The Ferral Australia
Friday 2, September
Australia has its fair share of ferral wildlife that has been introduced over the last couple of hundred years and inevitably has altered the environment to some degree. The hard hooves of animals such as donkeys, goats, sheep and cattle are brutal on the vulnerable soil of Australia, long beaten down by the elements. Camels too. The extra competition for habitat and altering of the species through depletion are factors in the reduction of native species, and possible extinction. The threatened species lists are long, as they are no doubt all over the world, and the Tasmanian Department of Primary Industry, Water and Environment has just launched a threatened species awareness week (Sept 5 - 11), and if you drill down from the plants and animals page you can find some photos and information of some of Tassies species.
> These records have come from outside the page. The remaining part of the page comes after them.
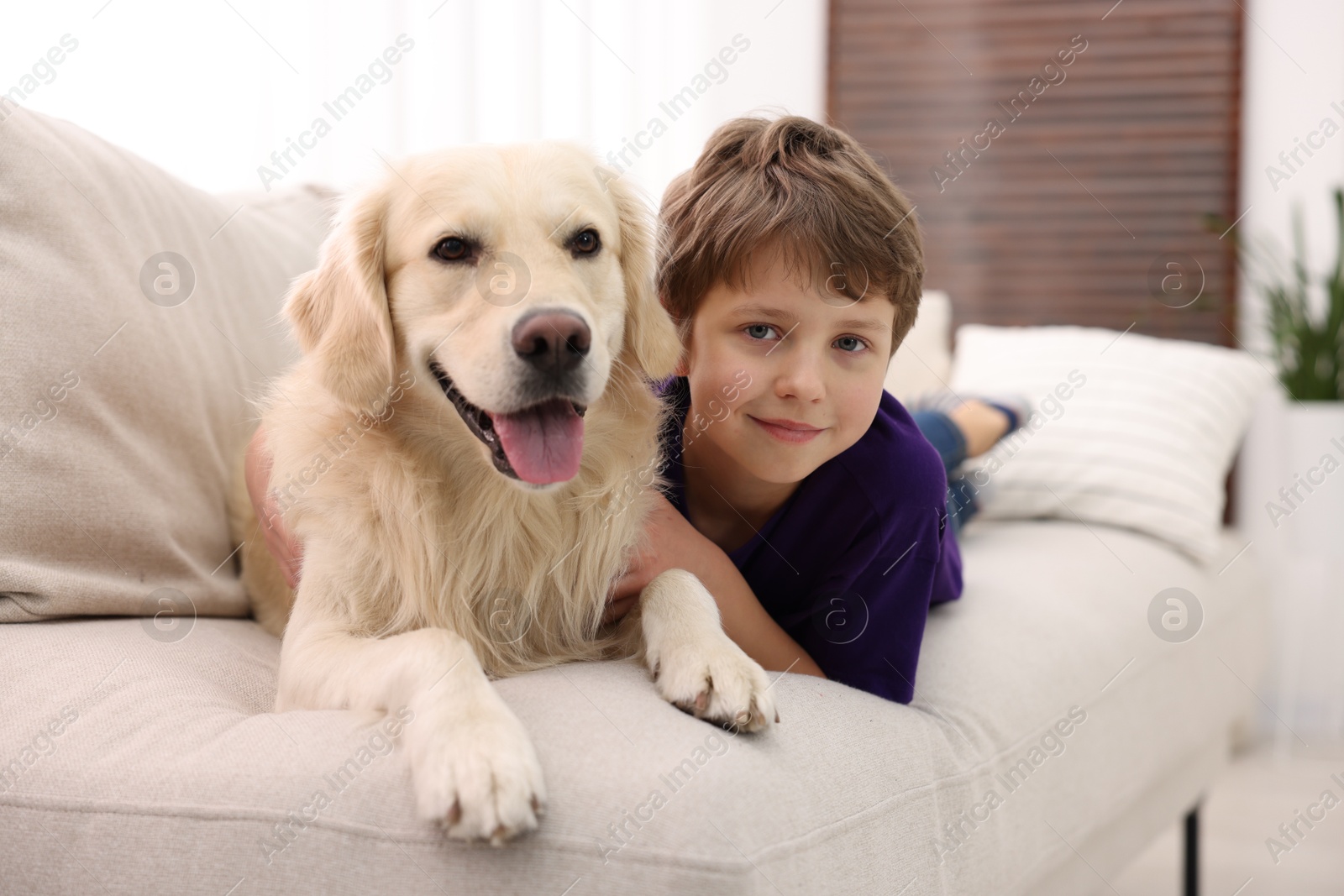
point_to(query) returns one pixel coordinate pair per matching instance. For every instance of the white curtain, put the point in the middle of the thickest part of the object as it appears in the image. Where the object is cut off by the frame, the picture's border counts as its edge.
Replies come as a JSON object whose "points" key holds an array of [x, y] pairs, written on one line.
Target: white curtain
{"points": [[212, 89]]}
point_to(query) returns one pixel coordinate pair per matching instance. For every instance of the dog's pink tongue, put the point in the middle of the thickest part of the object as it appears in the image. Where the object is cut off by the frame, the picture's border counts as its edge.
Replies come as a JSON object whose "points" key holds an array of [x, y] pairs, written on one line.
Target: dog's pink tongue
{"points": [[544, 443]]}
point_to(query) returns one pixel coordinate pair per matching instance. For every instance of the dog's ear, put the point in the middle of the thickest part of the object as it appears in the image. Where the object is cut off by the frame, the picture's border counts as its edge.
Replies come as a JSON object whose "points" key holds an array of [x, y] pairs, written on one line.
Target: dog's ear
{"points": [[340, 313], [649, 333]]}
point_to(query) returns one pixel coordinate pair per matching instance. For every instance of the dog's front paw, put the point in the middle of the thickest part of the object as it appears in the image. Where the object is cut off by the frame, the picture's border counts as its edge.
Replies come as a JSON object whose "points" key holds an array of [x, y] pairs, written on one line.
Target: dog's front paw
{"points": [[716, 680], [476, 772]]}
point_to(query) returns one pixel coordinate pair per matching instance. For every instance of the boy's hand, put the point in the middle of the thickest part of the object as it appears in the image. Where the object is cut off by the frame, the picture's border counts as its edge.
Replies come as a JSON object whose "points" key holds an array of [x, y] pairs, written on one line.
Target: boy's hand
{"points": [[286, 548]]}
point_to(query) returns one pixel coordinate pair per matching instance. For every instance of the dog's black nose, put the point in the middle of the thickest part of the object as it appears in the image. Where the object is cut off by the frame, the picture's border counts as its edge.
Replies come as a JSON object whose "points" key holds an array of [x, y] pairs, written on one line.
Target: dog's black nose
{"points": [[551, 342]]}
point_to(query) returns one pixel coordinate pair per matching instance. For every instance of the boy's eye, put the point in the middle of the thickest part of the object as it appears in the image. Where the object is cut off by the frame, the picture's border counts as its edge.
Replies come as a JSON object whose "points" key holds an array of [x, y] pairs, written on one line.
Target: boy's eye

Meanwhile, my Mum is back out in the desert challenging the donkeys with a camera lens - and aren't they lovely?
Another TUU Folio Society
Thursday 1, September
Covering most of the wall in the Fine Art Gallery in the union building of the Sandy Bay campus (University of Tasmania) is another collaborative work by the TUU Folio Society. A collection of fold out books brightly decorated and very eye catching. The label says it is in collaboration with children as well, though details are scarce anywhere. The collection has a wonderful sense of summer fun and light hearted feeling. Nice! The exhibition runs until September sixth.